Они пошли по каменистой тропинке известкового берега в гору к дому. Едва только они вошли в комнаты, как в дом вбежал один из сыновей, Павел, и крикнул:
— Отец, тёлка в погреб попала! Идём скорей таскать. Скорее!
— Как в погреб? Опять, значит, дверь была открыта. Сколько вам, ослам, говорить! Кто последний туда ходил?

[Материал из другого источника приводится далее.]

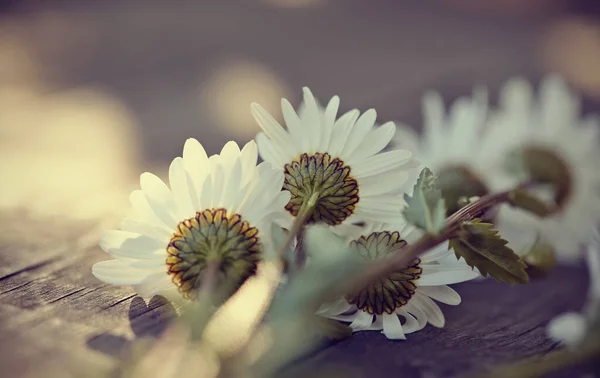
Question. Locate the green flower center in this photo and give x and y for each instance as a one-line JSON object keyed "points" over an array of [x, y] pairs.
{"points": [[393, 291], [337, 191], [458, 182], [212, 235]]}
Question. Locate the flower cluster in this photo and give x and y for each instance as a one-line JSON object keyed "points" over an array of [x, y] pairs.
{"points": [[335, 171]]}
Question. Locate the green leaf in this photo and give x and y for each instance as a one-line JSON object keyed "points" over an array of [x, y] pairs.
{"points": [[331, 329], [482, 248], [543, 166], [523, 200], [426, 208], [540, 259]]}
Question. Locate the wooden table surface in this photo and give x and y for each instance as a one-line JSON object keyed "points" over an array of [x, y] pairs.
{"points": [[158, 60]]}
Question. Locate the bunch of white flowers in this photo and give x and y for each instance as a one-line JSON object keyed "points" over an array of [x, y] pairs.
{"points": [[480, 192]]}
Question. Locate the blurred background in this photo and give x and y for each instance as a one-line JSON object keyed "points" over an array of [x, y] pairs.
{"points": [[92, 93]]}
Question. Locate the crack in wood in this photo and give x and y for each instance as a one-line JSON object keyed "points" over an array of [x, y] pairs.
{"points": [[17, 287], [119, 302], [66, 296], [31, 268]]}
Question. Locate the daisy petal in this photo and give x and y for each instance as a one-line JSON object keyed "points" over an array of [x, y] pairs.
{"points": [[434, 275], [435, 317], [362, 321], [392, 329], [442, 294]]}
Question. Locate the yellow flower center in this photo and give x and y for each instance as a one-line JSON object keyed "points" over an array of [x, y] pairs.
{"points": [[208, 236], [330, 179], [393, 291]]}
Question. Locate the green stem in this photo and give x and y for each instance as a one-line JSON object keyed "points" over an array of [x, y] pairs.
{"points": [[305, 212], [402, 257]]}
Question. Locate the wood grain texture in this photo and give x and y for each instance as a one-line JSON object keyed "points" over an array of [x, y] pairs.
{"points": [[56, 319]]}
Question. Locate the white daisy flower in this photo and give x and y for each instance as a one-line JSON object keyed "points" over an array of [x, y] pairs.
{"points": [[551, 124], [218, 208], [401, 303], [338, 158], [467, 149], [451, 145], [572, 328]]}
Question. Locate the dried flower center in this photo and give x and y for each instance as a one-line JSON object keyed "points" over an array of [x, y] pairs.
{"points": [[458, 182], [337, 191], [212, 235], [393, 291]]}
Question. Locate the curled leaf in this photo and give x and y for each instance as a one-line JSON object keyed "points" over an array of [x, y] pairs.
{"points": [[458, 185], [426, 207], [543, 166], [540, 260], [482, 247]]}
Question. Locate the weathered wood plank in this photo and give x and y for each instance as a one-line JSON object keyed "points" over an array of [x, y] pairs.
{"points": [[495, 323], [56, 319]]}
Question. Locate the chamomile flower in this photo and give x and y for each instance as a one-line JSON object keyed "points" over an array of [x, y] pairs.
{"points": [[468, 148], [339, 159], [217, 208], [402, 302], [550, 124], [451, 145]]}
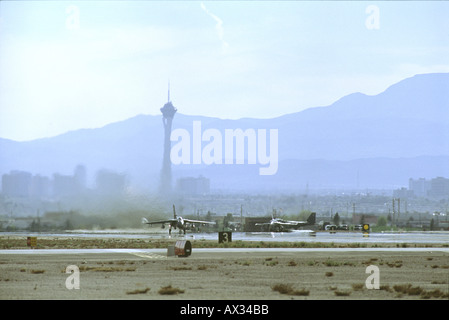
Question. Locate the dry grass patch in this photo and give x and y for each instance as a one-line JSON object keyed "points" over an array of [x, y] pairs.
{"points": [[289, 290], [138, 291], [169, 290]]}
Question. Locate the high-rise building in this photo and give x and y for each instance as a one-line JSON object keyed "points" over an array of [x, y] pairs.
{"points": [[168, 112]]}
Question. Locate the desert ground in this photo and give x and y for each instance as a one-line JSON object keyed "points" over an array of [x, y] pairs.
{"points": [[223, 275]]}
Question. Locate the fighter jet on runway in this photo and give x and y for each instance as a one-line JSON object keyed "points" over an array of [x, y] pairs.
{"points": [[177, 222], [281, 225]]}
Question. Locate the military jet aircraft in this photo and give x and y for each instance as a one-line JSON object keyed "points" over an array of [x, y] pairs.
{"points": [[177, 222], [281, 225]]}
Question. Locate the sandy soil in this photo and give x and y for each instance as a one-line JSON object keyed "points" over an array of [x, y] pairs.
{"points": [[233, 276]]}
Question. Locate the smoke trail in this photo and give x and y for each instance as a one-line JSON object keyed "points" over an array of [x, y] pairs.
{"points": [[218, 26]]}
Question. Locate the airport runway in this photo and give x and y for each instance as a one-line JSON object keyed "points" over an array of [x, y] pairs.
{"points": [[441, 237]]}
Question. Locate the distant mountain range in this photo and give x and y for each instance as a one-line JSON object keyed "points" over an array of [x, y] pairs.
{"points": [[358, 142]]}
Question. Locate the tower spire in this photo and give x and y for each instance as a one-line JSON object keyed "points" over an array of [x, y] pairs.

— Да это после разберёшь, сейчас вытащить скорее нужно.
— Она, вероятно, ноги себе переломала, — сказал Авенир, вдруг страдальчески весь сморщившись. — А Николай где? Зови его и тащите. Боже мой, что за народ! Вот вам примерчик. Но ведь это не единичный, это типы, типы! Вот в чём ужас!
Павел, безнадёжно махнув рукой, побежал к погребу, а Авенир, выбежав на крыльцо, кричал вслед:
— Проворнее, вы! Данила где? Всё собак гоняет? О, боже мой! — сказал он, возвращаясь и в отчаянии махнув рукой, потом другим тоном прибавил: — Ну, выпьем, что ли?
И когда из погреба показался Данила, он крикнул ему:
— Вытащили, что ли?
— Вытащили, — мрачно ответил Данила.
— А доктору рыбу отвёз?
— Успею ещё.
— О чём только думаете, ослы! Переосвидетельствование белобилетников скоро начнётся. Десять раз нужно долбить одно и то же.